Wednesday 13th December 2017

    Over 50,000 small Freight and Logistics companies affected by impact of GST on imports and exports!

    Since the roll out of the Goods and Services tax (GST), approximately 50,000 small and medium enterprises (SME) in the freight forwarding and logistics industry have begun to see their international cargo business slip away. Unless the government resolves a couple of issues quickly, the situation for these SMEs will get worse. Nailesh Gandhi, President, Association of Multimodal Transport Operators of India (AMTOI) and Director, Express Global Logistics, outlines the issues. Read On ..



    What is the size of the Indian freight forwarding industry? Why don’t we have valid numbers on these companies?

    This is primarily a fragmented sector and mostly made up of many small and medium enterprises (SME). In my estimate, there are probably around at least 50,000 companies that are involved in stevedoring, handling and managing cargo, customs clearance, etc. The turnover generated by this sector should be around at least Rs 2 lakh crore annually.

     

    What is the problem they are facing now with respect to import of goods?
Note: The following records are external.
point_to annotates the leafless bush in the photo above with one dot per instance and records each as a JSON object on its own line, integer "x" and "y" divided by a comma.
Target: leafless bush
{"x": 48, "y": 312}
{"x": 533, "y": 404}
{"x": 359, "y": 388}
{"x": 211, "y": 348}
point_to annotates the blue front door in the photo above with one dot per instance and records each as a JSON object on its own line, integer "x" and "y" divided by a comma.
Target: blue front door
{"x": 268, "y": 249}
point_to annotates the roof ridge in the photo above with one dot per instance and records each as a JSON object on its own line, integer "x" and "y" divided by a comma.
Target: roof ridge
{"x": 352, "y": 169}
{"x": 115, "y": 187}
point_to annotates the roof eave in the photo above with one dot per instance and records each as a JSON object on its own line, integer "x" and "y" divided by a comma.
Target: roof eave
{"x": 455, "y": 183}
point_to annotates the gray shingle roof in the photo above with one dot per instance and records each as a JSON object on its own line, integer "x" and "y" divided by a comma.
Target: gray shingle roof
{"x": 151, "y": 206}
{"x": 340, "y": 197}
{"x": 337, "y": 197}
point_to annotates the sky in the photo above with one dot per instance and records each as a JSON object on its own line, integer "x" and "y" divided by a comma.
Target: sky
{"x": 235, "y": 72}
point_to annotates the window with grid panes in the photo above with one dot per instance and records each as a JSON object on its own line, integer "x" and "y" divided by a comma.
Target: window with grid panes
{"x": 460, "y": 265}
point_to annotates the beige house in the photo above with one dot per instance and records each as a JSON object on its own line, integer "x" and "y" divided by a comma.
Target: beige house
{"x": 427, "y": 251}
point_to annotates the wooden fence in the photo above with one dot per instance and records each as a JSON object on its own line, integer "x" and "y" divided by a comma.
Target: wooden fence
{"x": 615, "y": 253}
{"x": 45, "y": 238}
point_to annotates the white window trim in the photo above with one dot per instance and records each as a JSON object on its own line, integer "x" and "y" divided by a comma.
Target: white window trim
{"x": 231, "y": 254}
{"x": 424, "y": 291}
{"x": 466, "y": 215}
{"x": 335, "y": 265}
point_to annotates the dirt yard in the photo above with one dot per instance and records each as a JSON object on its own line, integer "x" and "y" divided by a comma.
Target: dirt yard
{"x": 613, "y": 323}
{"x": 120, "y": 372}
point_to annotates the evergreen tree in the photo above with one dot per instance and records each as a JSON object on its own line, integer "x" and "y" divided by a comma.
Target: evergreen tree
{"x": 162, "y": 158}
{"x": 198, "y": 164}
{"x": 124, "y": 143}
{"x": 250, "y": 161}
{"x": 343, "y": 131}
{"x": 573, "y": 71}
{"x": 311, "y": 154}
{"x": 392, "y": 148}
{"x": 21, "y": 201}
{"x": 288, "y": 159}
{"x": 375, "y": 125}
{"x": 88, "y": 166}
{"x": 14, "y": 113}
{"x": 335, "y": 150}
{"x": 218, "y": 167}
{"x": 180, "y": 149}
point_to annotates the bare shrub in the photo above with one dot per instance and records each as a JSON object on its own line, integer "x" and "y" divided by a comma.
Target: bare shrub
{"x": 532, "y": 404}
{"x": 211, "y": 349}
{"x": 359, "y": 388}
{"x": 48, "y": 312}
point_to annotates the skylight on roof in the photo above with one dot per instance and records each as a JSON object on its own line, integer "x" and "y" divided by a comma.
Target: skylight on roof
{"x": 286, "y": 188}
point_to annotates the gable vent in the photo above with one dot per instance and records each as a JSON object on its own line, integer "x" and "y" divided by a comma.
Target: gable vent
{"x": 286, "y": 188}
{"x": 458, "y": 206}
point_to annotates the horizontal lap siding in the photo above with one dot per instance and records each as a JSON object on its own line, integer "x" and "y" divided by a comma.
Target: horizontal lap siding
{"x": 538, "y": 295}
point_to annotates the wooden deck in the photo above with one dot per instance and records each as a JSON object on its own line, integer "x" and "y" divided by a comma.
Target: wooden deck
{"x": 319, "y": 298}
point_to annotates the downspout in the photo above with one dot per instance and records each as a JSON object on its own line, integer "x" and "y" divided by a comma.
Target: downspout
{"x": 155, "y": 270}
    The issue is with respect to tax parity. A condition has been introduced in Section 13 (9) that the applicability of tax is based on the destination of goods. What this means is, for instance, if I have to ship goods from Singapore to India, I have to charge 5% to the overseas customer. If I ship his goods from Singapore to some other country, then there is no problem. However, any overseas supplier to India who is shipping goods using an Indian freight company, will be charged 5% more on the value of the cargo. Basically, in freight, there are two types of contracts. The overseas supplier ships the freight to India either on a freight paid or on a freight collect, also known as freight on board (FOB) basis. When it is FOB, the consignee or importer in India decides which forwarder will bring the cargo but when it is a prepaid contract, it means the shipper is taking the responsibility of handing the cargo to India. Hence, in such a contract, the shipper pays the freight. This business had been building over the last five-six years. However, because there is a condition now in Section 13 (9) that applicability of tax is based on the destination of goods, the minute I bill a foreign customer who is coming to India, I have to charge him 5%. Now, the Indian importer is already paying tax because he is already paying the integrated goods and services tax (IGST) for the freight in India. So, this is basically double taxation. Now, why would any foreign company come to an Indian freight forwarder? In fact, when you have such a parity issue, you not only lose foreign exchange, you also lose business. All the chemical companies have stopped business with Indian freight forwarders. The freight charges could be as less as Rs 50 lakh a month since we are talking about SMEs, and so many such transactions have now just disappeared. In my own case, we were working with a Belgian company but they have stopped business with us now.

     

    What about export?

    This comes under Section 13. There seems to be a gap in the government’s understanding what should be considered as export of services. Section 13 (3) defines what constitutes export services and if any company is providing such services, then this activity is taxable. Let us take an example. Let us say that a customer has made a shipment of cranes to India, for a petrochemical project, and he now wants to export these cranes elsewhere after the project is over. If he engages us to repair the cranes, paint it, or perform some service on it, this activity should be taxed and we are okay with it. However, the confusion is with respect to when I am performing an activity for the goods and not on the goods. For instance, if I am doing Customs clearance, I might have to present the cargo to the customer. When it comes to the port, I have to unload it. These are services for the goods and not on the goods. Some of the officers at the field level have started creating confusion by saying that loading, unloading and cargo handling are also performance on the goods so it cannot be covered under export of services. Now if this Section is made 13 (3) is made applicable to the logistics industry, there is not a single transaction which can be earning foreign exchange because everything becomes out of purview of export of services. The minute it becomes out of the purview of export of services, it is taxed. The minute it is taxed, it becomes a cost burden because my customer cannot take credit as he is not sitting in India. The government has to quickly issue a clarification that Section 13 (3) does not apply to logistics industry. In fact, seven out of ten officers have made it clear that it is not applicable but the three remaining field officers out of the ten have to toe the line.

     

    Have you made any representations to the government?

    Five associations have written to the government, namely AMTOI, Freight Forwarders Association of India Air Cargo Association and Consolidators Association of India. Together, the member companies of these four associations handle 99% of the international transportation business, which must be at least around Rs 20,000 crore. The real sufferers are the small Indian freight and logistics companies.